In einer idealen Welt wäre die Antwort ja! Leider ist die Welt aber nicht ideal und die Antwort nicht so einfach. Vielen Menschen fällt die Entscheidung, ob sie auf der Arbeit von ihrer Erkrankung erzählen sollen schwer, weil sie Angst haben, dass sie durch die Offenlegung Nachteile haben könnten. Häufige Sorgen sind beispielsweise, dass andere hinter dem Rücken über einen reden, dass man anders behandelt wird oder, dass man sogar den Job verliert. Gleichzeitig bietet ein offener Umgang mit der eigenen Erkrankung viele Chancen: Man muss die Erkrankung nicht mehr geheim halten, Kolleg*innen verstehen einen besser und können einen unterstützen und Arbeitgeber*innen können die Arbeitsbedingungen besser an die Erkrankung anpassen. Ob ein offener Umgang eher positive oder negative Folgen hat, hängt von vielen verschiedenen Faktoren ab und ist oft schwer vorhersehbar. Deshalb kann für den einen ein offener Umgang die passende Entscheidung sein, während es sich für eine andere Person richtiger anfühlt, die Erkrankung weiter geheimzuhalten. Im Projekt „Sag ich’s? Chronisch krank im Job.“ haben wir ein Webangebot entwickelt, das Arbeitnehmer*innen mit chronischen Erkrankungen dabei unterstützt, die für sie passende Entscheidung zu treffen. Unter www.sag-ichs.de findet man umfangreiche Informationen und einen Selbst-Test, der mit einer individuellen Auswertung einen Überblick darüber gibt, was in der eigenen Situation für und was gegen einen offenen Umgang spricht.
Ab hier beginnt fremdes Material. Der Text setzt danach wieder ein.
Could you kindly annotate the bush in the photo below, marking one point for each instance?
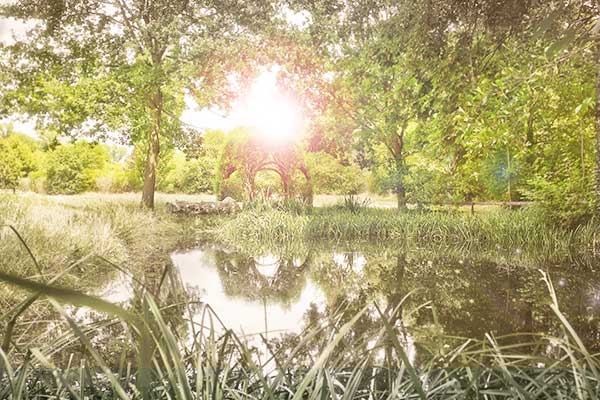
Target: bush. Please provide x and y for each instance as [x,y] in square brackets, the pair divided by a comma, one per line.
[197,177]
[16,159]
[73,168]
[113,179]
[329,176]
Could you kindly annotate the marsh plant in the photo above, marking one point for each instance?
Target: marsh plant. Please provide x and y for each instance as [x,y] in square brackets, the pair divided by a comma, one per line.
[173,348]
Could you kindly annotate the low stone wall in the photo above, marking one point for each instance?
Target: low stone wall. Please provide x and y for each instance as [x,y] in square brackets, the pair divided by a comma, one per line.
[227,206]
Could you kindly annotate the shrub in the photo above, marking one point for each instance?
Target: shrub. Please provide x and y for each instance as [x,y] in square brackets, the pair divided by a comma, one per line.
[73,168]
[329,176]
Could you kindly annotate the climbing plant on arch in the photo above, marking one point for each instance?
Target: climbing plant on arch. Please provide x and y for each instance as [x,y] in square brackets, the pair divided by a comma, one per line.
[248,154]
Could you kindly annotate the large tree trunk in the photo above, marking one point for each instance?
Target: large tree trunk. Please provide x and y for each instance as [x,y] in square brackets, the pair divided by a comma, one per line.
[597,120]
[397,148]
[401,197]
[153,152]
[399,184]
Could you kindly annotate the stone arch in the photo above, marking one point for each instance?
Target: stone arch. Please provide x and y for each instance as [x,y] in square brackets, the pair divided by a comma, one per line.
[248,155]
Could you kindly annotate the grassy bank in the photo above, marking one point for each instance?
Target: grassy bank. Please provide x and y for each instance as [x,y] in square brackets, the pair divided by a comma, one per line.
[522,228]
[328,360]
[160,351]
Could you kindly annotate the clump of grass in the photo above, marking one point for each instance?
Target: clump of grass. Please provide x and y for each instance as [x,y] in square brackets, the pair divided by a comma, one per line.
[504,228]
[211,361]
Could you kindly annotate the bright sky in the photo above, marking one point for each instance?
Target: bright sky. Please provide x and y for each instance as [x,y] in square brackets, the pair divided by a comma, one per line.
[265,108]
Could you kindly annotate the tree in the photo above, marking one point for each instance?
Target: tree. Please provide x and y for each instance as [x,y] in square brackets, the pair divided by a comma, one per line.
[121,65]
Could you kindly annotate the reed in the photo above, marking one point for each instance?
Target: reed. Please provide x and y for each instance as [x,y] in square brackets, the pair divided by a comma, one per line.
[519,228]
[211,361]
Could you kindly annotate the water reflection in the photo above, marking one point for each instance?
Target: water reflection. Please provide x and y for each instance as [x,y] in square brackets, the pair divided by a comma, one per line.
[467,293]
[252,295]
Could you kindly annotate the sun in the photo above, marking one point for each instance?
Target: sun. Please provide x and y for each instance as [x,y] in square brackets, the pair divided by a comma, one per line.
[272,114]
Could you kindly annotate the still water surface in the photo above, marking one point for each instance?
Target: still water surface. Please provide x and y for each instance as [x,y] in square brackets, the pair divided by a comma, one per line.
[468,292]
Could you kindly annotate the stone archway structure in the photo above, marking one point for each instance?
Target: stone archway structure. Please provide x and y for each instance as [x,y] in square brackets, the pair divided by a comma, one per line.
[248,155]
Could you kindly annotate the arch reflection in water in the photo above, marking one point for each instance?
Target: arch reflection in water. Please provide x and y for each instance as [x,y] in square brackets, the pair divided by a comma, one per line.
[248,293]
[470,292]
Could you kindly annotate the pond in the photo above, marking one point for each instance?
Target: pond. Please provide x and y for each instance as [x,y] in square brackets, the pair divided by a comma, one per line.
[449,291]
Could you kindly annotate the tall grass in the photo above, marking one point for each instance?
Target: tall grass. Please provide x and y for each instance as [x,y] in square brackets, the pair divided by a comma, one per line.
[211,361]
[523,228]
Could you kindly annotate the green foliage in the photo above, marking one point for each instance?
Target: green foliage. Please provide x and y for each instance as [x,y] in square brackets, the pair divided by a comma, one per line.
[329,176]
[73,168]
[16,159]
Wann ist der richtige Zeitpunkt und was sind die wichtigsten Schritte, um eine erfolgreiche Kommunikation mit dem*der Arbeitgeber*in zu gewährleisten?
Auch was den Zeitpunkt einer möglichen Offenlegung betrifft, ist es schwierig pauschale Ratschläge zu geben. Grundsätzlich ist es wichtig, sich frühzeitig aktiv mit der Frage der Offenlegung der eigenen Beeinträchtigung auseinanderzusetzen und sich bewusst für oder gegen einen offenen Umgang zu entscheiden. Denn sonst kann es passieren, dass man durch Veränderungen im Gesundheitszustand oder Veränderungen der Arbeitsbedingungen zu einer Offenlegung gezwungen wird und nicht mehr ausreichend Zeit hat, sich gut darauf vorzubereiten. Zu Beginn eines neuen Arbeitsverhältnisses kann der Wunsch bestehen, erstmal die eigenen Kompetenzen unter Beweis zu stellen und stabile Beziehungen mit Vorgesetzten und Kolleg*innen aufzubauen, bevor man von der eigenen Erkrankung erzählt. Das kann sinnvoll sein, wenn die beruflichen Rahmenbedingungen gut passen und die gesundheitliche und berufliche Situation sich erstmal vermutlich nicht stark verändern. Für schwerbehinderte oder gleichgestellte Menschen, gilt nach sechs Monaten Beschäftigung zudem ein besonderer Kündigungsschutz. Der*die Arbeitgeber*in kann dann nur mit Zustimmung des zuständigen Integrations- bzw. Inklusionsamtes eine wirksame Kündigung aussprechen (https://sag-ichs.de/gut-zu-wissen/ihre-rechte/ansprueche-und-rechte/besonderer-kuendigungsschutz). Das sind Gründe, die dafür sprechen können, mit einer Offenlegung zu warten. Andererseits kann es passieren, dass Arbeitgeber*innen oder Kolleg*innen sich hintergangen fühlen, wenn sie erst nach einiger Zeit der Zusammenarbeit von der Erkrankung erfahren. Hat man die Entscheidung gefasst, die eigene Erkrankung offenzulegen und steht nicht unter Zeitdruck, macht es auf jeden Fall Sinn, sich gut auf das Gespräch vorzubereiten: Was möchte ich mit dem Gespräch erreichen? Welche Perspektive hat wohl mein Gegenüber? Wie kann ich gute Rahmenbedingungen für das Gespräch schaffen? Soll vielleicht noch jemand anderes mit dabei sein? Hilfreich kann es auch sein, das Gespräch mit einer vertrauten Person vorab einmal zu üben. Wir haben für die nächsten Schritte nach der Entscheidung einige hilfreiche Informationen zusammengestellt (https://sag-ichs.de/gut-zu-wissen/wie-geht-es-weiter). Hier gibt es unter anderem auch eine Checkliste, mit der man sich auf ein schwieriges Gespräch vorbereiten kann.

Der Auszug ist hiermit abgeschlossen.